The 2nd Half of Being Mortal - Almost as Good as the 1st Half

Although the 2nd half of Being Mortal - Medicine and What Matters in the End, by Atul Gawande, was a little more technical and philosophical than the 1st half, it's still excellent. It still had a bunch of poignant stories, including a few that were very personal to Atul.  It still had humor, tears, statistics, and good writing like the 1st half had.  But rather than give you any of that, I want to quote a few short sections of the book that I think are very important for all of us to hear.  And since this is non-fiction and deals with how the disabled elderly live their final days/months/years, there's really no spoiler alert issue.

"...assisted living isn't really built for the sake of older people so much as for the sake of their children." - pages 105-106

"... the Three Plagues, of the fact that people in nursing homes are dying of boredom, loneliness, and helplessness..." - page 119

" help people in a state of dependence sustain the value of existence." - page 128

"The terror of sickness and old age is not merely the terror of the losses one is forced to endure but also the terror of the isolation.  As people become aware of the finitude of their life, they do not ask for much.  They do not seek more riches.  They do not seek more power.  They ask only to be permitted, insofar as possible, to keep shaping the story of their life in the world-to make choices and sustain connections to others according to their own priorities.  In modern society, we have come to assume that debility and dependence rule out such autonomy.  What I learned...was that it is very much possible." - pages 146-147

"We've created a multitrillion-dollar edifice for dispensing the medical equivalent of lottery tickets-and have only the rudiments of a system to prepare patients for the near certainty that those tickets will not win.  Hope is not a plan, but hope is our plan." - pages 171-172

"The less seems almost Zen:  you live longer only when you stop trying to live longer." - page 178

"...about two-thirds of patients are willing to undergo therapies they don't want if that is what their loved ones want."

"Endings matter, not just for the person but, perhaps even more, for the ones left behind." - page 252

And, finally, here is Gawande's take on what palliative care is all about:

"Whenever serious sickness or injury strikes and your body or mind breaks down, the vital questions are the same:  What is your understanding of the situation and its potential outcomes?  What are your fears and what are your hopes?  What are the trade-offs you are willing to make and not willing to make?  And what is the course of action that best serves this understanding" - page 259

We all need to be a part of this extremely important discussion.  And one of the best ways that you, the reader, can be a part of it is by reading Being Mortal.

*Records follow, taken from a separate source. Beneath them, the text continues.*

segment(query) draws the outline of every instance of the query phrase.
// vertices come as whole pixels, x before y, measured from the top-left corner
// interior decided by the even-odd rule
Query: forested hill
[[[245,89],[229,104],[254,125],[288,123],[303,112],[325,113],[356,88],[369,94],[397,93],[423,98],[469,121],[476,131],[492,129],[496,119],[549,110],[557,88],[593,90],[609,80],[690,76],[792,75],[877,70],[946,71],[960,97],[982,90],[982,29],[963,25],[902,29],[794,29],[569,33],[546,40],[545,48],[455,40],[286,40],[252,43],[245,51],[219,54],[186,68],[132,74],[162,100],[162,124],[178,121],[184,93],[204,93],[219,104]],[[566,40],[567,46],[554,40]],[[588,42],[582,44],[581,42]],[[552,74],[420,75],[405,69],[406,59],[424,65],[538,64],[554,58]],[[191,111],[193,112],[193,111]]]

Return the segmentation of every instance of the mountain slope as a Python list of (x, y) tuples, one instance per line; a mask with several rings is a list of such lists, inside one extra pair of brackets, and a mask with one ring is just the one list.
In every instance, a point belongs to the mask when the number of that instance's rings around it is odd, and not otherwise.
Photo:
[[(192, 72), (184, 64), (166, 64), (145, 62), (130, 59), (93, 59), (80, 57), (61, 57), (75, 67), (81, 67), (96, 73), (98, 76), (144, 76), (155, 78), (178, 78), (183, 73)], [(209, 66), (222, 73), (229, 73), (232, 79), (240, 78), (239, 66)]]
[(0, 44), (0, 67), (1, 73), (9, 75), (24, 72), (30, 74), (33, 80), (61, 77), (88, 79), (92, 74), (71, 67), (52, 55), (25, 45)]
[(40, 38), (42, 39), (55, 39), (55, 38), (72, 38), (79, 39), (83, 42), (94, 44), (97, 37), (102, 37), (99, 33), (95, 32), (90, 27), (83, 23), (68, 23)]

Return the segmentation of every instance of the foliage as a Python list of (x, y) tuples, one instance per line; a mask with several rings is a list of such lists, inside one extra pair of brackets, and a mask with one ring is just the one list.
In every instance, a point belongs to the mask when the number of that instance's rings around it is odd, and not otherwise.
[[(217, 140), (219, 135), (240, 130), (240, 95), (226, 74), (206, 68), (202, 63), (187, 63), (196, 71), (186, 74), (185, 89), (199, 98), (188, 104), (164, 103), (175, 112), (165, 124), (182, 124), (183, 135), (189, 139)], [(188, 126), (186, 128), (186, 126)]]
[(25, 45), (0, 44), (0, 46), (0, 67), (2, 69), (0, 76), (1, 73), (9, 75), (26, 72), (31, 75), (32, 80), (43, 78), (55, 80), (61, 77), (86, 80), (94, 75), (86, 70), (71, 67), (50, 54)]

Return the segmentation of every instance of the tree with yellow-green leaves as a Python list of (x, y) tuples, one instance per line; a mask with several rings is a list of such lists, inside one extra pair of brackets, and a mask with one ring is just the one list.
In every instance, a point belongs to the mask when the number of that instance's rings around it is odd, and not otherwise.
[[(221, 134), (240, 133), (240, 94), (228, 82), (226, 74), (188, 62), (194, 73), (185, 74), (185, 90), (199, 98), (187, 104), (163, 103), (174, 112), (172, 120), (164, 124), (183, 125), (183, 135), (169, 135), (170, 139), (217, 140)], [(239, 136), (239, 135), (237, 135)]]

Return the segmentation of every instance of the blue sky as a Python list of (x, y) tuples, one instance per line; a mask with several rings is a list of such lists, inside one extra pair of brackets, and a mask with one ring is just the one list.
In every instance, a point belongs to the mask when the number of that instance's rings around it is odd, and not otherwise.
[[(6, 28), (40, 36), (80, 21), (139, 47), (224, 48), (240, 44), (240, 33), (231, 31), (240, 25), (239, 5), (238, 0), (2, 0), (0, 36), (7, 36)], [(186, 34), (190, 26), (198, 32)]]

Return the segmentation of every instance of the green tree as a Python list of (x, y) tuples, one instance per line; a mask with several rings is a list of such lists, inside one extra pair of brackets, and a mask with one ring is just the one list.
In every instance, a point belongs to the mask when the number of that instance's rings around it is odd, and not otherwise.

  1. Oh my, many of those quotes strike a chord with me since my mother will be 89 in January. Of course, she's still independent and living a full life but she knows the majority of her life has passed. The quote about undergoing unwanted therapies strikes a chord, too, because I'm convinced my mother-in-law did that because of my father-in-law. It affected the quality of the life she had left in a negative way. I need to pick this book up soon - maybe after the holidays.

    1. It's definitely a must-read for all of us - but especially for those who have elderly parents or who will be facing this situation not so far down the road. At 66, I want to have a conversation with my 3 kids (39, 36, 31) about where I would like to be when I reach that stage of my life. Better now than when I can't make my desires known! It's a bit heavy, but I don't think it has to be a negative thing. And, surprisingly, the book is not a downer.

  2. After reading these quotes I really do need to get my hands on this one (with highlighter in hand!)

  3. I marked so many passages with sticky notes, but then had to take them all out to return the book to the library, so I lost most of my saved quotes. There were so many of them! I'll probably end up buying my own copy of this book!